Water your trees and don’t overprune them.
Those were two primary takeaways from ‘Tree Care During Drought Forum’ held on Nov 12 in Redlands CA. The forum featured Dave Roger, a consultant urban forester who has worked with several Southern California cities. This includes Claremont CA which this year won a significant award for its program to save drought-stricken trees. The event was sponsored by the Inland Empire Resource Conservation District and the Redlands Sustainability Network.
How Serious is the Drought on Trees?
Historically, trees in California and elsewhere have survived on the rain they receive in the rainy season. Here in California that can be only three to perhaps six months of the year.
Because of our six-year drought and dry years prior to that, our areas’ historical annual precipitation of over 13 inches has dropped to 10 inches for the 30-year average. The past six years logged below 10 inches. Now, this rainy season’s weather forecast is below normal again.
Roger (along with our City of Redlands’ arborist Erik Reeves) noted that drought-stressed trees are most likely on properties that have shut off or greatly reduced irrigation, without giving supplemental water to the trees.
Symptoms include the wilting, curling or yellowing of leaves. Deciduous trees may develop “scorch” which is browning along edges or between leaf veins. Evergreen needles turn yellow, red, or brown.

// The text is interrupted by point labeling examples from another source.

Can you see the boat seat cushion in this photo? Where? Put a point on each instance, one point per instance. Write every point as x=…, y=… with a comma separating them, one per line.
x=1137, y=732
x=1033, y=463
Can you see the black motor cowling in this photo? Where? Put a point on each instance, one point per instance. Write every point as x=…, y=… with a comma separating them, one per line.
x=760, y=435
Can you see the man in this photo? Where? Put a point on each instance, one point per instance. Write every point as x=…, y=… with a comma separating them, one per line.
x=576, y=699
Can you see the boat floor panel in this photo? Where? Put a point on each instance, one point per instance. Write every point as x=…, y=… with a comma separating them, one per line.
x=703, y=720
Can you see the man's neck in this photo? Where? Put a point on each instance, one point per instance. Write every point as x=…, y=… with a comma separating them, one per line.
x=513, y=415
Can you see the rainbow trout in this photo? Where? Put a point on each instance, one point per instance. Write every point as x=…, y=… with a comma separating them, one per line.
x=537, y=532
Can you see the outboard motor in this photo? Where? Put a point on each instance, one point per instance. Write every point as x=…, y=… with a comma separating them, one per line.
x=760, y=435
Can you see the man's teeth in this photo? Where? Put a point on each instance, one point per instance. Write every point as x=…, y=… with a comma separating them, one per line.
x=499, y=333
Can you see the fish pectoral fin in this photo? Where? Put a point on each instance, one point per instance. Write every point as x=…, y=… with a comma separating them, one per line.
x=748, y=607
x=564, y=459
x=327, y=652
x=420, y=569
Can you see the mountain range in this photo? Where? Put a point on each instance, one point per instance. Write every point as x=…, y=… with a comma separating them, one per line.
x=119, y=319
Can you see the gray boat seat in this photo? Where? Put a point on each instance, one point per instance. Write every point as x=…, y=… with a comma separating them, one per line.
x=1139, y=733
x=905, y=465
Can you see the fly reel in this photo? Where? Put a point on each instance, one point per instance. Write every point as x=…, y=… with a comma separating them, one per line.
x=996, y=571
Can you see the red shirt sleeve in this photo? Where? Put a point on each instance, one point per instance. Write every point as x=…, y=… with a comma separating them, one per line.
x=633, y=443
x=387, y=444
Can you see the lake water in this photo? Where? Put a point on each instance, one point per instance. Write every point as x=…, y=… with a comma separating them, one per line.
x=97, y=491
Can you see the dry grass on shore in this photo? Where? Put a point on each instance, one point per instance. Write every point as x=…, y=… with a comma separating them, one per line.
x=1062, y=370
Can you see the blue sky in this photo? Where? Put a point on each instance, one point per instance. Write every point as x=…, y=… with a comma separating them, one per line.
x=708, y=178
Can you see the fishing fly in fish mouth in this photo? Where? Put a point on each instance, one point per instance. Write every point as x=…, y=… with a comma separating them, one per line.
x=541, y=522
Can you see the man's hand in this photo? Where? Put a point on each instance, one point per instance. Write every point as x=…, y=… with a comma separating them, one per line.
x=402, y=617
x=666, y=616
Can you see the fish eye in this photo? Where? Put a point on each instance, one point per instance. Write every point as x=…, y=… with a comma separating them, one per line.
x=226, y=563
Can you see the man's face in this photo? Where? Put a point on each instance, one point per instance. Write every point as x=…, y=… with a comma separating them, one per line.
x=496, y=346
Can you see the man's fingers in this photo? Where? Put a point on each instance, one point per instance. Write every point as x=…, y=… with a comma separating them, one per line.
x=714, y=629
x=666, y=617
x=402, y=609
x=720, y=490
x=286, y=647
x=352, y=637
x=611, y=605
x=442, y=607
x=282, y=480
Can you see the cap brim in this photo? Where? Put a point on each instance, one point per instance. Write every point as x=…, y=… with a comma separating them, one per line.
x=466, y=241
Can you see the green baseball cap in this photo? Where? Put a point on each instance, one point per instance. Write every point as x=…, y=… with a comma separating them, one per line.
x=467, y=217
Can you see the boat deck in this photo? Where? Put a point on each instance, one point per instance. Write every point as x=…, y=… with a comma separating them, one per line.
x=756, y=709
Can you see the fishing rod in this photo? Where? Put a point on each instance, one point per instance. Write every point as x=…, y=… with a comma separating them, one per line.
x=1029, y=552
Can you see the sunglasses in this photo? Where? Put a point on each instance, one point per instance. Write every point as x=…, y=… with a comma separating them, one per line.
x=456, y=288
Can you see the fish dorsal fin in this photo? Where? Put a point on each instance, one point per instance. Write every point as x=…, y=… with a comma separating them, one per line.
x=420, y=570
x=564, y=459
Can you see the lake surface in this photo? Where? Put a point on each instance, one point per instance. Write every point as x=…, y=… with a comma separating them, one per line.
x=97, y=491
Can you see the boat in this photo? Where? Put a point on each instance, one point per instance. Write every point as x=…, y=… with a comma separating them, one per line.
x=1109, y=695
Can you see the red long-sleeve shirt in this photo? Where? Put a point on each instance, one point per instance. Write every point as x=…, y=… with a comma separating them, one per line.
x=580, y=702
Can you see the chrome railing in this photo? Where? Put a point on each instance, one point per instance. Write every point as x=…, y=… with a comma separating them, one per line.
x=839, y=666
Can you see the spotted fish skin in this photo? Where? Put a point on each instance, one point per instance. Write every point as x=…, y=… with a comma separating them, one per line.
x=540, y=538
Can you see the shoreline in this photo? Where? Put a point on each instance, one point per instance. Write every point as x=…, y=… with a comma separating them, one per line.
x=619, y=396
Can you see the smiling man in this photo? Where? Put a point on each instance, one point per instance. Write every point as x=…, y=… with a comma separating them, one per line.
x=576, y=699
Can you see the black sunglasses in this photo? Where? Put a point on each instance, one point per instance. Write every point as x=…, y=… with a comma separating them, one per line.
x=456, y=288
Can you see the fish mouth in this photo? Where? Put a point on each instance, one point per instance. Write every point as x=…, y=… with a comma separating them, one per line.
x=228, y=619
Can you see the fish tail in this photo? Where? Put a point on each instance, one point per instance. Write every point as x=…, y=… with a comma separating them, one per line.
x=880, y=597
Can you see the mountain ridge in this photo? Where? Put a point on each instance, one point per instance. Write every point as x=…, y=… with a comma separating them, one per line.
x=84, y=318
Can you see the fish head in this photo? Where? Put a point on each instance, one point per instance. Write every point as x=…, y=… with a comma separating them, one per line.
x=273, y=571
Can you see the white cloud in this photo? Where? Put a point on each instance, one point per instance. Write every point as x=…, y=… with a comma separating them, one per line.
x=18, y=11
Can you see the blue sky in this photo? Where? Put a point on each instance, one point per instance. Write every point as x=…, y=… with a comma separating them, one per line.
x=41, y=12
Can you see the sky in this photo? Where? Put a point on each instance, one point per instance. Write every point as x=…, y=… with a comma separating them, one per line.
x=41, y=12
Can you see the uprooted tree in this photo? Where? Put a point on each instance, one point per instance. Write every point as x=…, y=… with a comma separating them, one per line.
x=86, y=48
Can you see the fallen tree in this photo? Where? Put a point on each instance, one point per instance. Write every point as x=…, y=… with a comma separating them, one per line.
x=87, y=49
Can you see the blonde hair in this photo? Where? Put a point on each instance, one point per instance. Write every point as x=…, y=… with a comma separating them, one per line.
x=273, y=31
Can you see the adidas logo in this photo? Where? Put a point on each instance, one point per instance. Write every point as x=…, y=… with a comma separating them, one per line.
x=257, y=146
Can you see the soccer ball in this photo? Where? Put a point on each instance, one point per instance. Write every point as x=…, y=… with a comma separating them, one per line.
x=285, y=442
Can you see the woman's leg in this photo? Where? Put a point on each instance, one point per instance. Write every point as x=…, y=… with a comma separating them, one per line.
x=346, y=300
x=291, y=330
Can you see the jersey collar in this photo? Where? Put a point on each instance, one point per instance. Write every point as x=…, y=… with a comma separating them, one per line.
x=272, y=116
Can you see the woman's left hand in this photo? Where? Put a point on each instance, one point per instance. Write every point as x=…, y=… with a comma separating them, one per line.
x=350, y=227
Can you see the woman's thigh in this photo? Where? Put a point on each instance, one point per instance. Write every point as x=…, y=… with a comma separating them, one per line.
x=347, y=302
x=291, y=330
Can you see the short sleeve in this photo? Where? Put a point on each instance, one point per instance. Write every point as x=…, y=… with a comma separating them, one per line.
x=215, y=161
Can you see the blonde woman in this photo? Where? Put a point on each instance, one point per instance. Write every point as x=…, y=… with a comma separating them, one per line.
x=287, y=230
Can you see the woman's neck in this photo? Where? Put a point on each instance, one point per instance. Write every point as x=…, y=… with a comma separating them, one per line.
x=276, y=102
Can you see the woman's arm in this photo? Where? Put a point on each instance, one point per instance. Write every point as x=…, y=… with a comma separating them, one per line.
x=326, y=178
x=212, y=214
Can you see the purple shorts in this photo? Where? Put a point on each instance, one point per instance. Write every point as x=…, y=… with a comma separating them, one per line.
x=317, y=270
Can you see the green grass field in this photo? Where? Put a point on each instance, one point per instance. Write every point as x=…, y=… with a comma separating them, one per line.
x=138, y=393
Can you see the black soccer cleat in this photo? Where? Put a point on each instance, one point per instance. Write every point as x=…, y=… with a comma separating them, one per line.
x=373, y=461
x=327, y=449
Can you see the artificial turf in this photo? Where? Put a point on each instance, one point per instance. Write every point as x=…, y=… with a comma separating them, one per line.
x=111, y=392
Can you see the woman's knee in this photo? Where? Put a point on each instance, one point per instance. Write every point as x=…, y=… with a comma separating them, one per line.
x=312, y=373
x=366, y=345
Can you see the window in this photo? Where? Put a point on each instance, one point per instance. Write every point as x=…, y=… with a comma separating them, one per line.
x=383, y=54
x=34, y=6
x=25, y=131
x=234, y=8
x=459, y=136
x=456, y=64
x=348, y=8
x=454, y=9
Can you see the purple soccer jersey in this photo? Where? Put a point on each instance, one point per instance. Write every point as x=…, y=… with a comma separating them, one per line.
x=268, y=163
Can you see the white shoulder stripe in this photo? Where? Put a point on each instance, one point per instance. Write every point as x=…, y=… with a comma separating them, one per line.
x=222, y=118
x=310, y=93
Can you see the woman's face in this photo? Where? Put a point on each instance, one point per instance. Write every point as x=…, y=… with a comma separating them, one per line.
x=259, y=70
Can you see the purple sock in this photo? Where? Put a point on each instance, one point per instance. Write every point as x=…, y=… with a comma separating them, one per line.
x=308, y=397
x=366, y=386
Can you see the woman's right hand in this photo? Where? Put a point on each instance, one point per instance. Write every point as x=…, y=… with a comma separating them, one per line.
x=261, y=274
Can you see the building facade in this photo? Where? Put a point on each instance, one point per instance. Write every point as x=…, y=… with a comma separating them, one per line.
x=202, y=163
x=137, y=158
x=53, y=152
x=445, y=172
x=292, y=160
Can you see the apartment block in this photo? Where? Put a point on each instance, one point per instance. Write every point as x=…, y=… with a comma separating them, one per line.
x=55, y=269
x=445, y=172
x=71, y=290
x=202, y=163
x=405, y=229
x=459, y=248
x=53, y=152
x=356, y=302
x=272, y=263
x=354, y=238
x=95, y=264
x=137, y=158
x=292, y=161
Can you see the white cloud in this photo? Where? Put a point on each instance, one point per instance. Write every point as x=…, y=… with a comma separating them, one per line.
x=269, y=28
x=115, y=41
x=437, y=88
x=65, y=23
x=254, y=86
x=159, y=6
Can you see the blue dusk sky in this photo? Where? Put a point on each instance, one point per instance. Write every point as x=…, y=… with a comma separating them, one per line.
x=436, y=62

Urban forester Dave Roger reviewed why trees are so beneficial – including increased property values, substantially reduced energy costs and erosion/runoff – citing a United States Forest Service figure of $3880 (see pg 2) in benefits provided in a single large tree over a 40 year period.
Deep, Infrequent watering best; cost is low
Deep, infrequent watering of trees is best, getting down a foot, even more for large trees. Shallow watering promotes shallow roots which poses problems when the tree becomes larger.
Remember that roots spread out far. So the area to water spirals out from the trunk to the canopy edges and even beyond. A soaker hose that circles the tree and ends at the canopy edge works fine. Other methods, especially if irrigation water runs off, is filling a five-gallon bucket that has a hole in the bottom, and moving it around the dripline.
Small trees require about 15 gallons on a weekly schedule, medium trees about 40 gallons at a time, while larger trees require 100 gallons. The cost will vary, depending on your city rates and the tier you fall into; however, even for the highest-level water user in our city, maintaining a large tree at 100G/week will cost under $1.20 per month.
If you don’t know the gallons per minute rate of your irrigation system, you can test it by using a five-gallon bucket with your intended tree watering implement (soaker hose or a hose on a slow drip) to see how long it takes to fill. Then use the length of time to calculate the watering time based on volume you want to apply.
Click here for more info on watering trees during drought.
Don’t overprune or top trees
“Mature trees should not be trimmed or trimmed as little as possible.” Urban Forester Dave Roger
According to Roger, Californians tend to overprune their trees. “And mature trees should not be trimmed or trimmed as little as possible. About 75% of their energy derived from photosynthesis goes to just keeping itself alive,” said Roger, so hard pruning is very stressful. Of course, removing dead or diseased branches is warranted.
And please – don’t top trees. The cutting of a tree’s main branches to stubs is a tree trimming practice strongly discouraged by arborists certified by the International Society of Arboriculture. Topping permanently alters the tree and promotes weak suckers that require further pruning every two or three years.
So, to summarize, be kind to your trees by watering them deeply. Go light on the pruning. And pray for rain for those of us in drought areas.